College Gloss Mizzou sat down to talk to them about their start, sound and future shows.
How did you guys get started as a band?
TV: In mid-to-late 2010 was when things with our band became serious. Matt and Zach Sullentrup (brothers) had been playing together for a year when Andrew Scherping, (a friend from high school), entered the group. There was a Battle of the Bands scheduled at our high school, but in order for it to be a real “battle,” they needed one more band … and we signed up to save the De Smet music scene.
When did you record your first album, "Letters from the Coast of Somewhere?"
TV: Our album was a long time coming. Once we had the songs set, it was just a matter of getting in the studio to record them. In January and February of 2011, we went to a studio in Wentzville to record LFTCOS. We’d been self-recording demos for a while, but then we finally got in the studio. It was a good first album. We learned a lot about the process of making music and the necessary trial and error and clean-up involved in making something great.
How would you describe the sound of Tidal Volume?
TV: The songs and music are very scattered … in a good way. We wanted to try a bunch of different things, and we all pulled inspiration from different musical influences: Zach, 18, guitarist and lead vocalist, was really into a lot of different things; Matt, 16, drummer, was into more underground rock; Andrew, 18, bassist, listened to a lot of different things, as well; Jake, 19, guitarist and back-up vocalist, was interested in pop-punk music; And Will, 18, keyboardist and back-up vocalist, was a bit of a metal head. So, in a way, if you add up all of our musical influences, you end up with the common ground of Tidal Volume, really fun, upbeat pop-rock.
Do you have a favorite show or favorite moment while performing?
TV: Our release show and our last show, Tidal Funeral, were some favorites. With our release show, it was the first time we headlined, and we were really excited to get back on stage after making our album. At our last show, we had total control of the show without the stress of the album. It was our best performance at a show, yet. Our first “Wreck the Halls” Christmas show was fun, too, because people were really getting into the music and dancing. If there aren’t dance circles, then we aren’t doing something right. People were really excited.
Do you partake in any pre- or post-show rituals?
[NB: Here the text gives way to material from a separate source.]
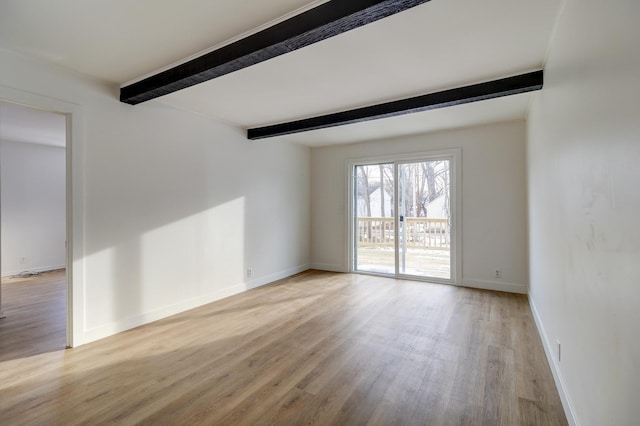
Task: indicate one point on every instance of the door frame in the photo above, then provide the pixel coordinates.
(455, 155)
(75, 197)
TV: We usually spend the day of the show together. We get food, hang out and go to the venue early. We do a joke pep-talk in the green room and do standard vocal warm-ups. We usually walk on stage to an upbeat rap song. After the show, if we’re headlining, we won’t be done until about midnight. Then we usually sell merchandise and hang out with the staff at different venues. Afterwards, we go to Steak ‘n Shake, which is “on Tidal Volume.” The day after a show is always “nap day.”
TV: We’re recording a new single in a couple weeks. We’ll do that before we go back to school. The B-Side of the album will be an acoustic recording of “Letters from the Coast of Somewhere New.” And we’ll release a digital recording of that for free for our fans, just for fun. We’re also hoping to do a show in Columbia this spring, do a little touring, and then we’ll probably do another show in Saint Louis this summer.
Zach: Matt and I are working on some new projects. I think it's healthy to do different things if you’re in a band because then when you come back to the band, you’re more excited to work on things, you’re refreshed. But right now, we’re working on The Natural Anthem (a new group), which I’m still writing songs for. We’re not going to rush it, though. We want the album we make to be exactly how we want it. Sometimes it’s good to wait and not rush things in order to ensure that your product is what you want it to be.
Matt: For The Natural Anthem, Zach had been sending me demos over the last semester. We’ve been doing things digitally where he would send me demos, I would work on drums, and then when he would come home for a weekend during the semester, we would work on it together. And our first show was Wreck the Halls (II). It was kind of test more than anything, just to see how the songs translated live and what people thought.
How is The Natural Anthem different from Tidal Volume?
Zach: Tidal Volume was my first experience with writing seriously. It was a lot about overall appeal. I was writing songs for Tidal Volume. With The Natural Anthem, it was an escape from that mindset. I was writing music for the sake of writing music that was really personal and honest, and I was focusing a lot more on lyrics.
Do you have any hopes for the future of either Tidal Volume or The Natural Anthem?
TV: We’re going to keep doing what’s fun for us. We’ll push projects and pursue bands or ideas that we think would be most fun for us and for potential fans. I don’t expect to “make it,” I just like doing it. We have fun. The day Tidal Volume or whatever project stops being enjoyable is that day that we’ll move onto something else. It’d be nice if one of these projects would break big, but it’s not about some childish, rock star dream; it’s about doing something that we think is cool and hopefully other people will think is cool, too.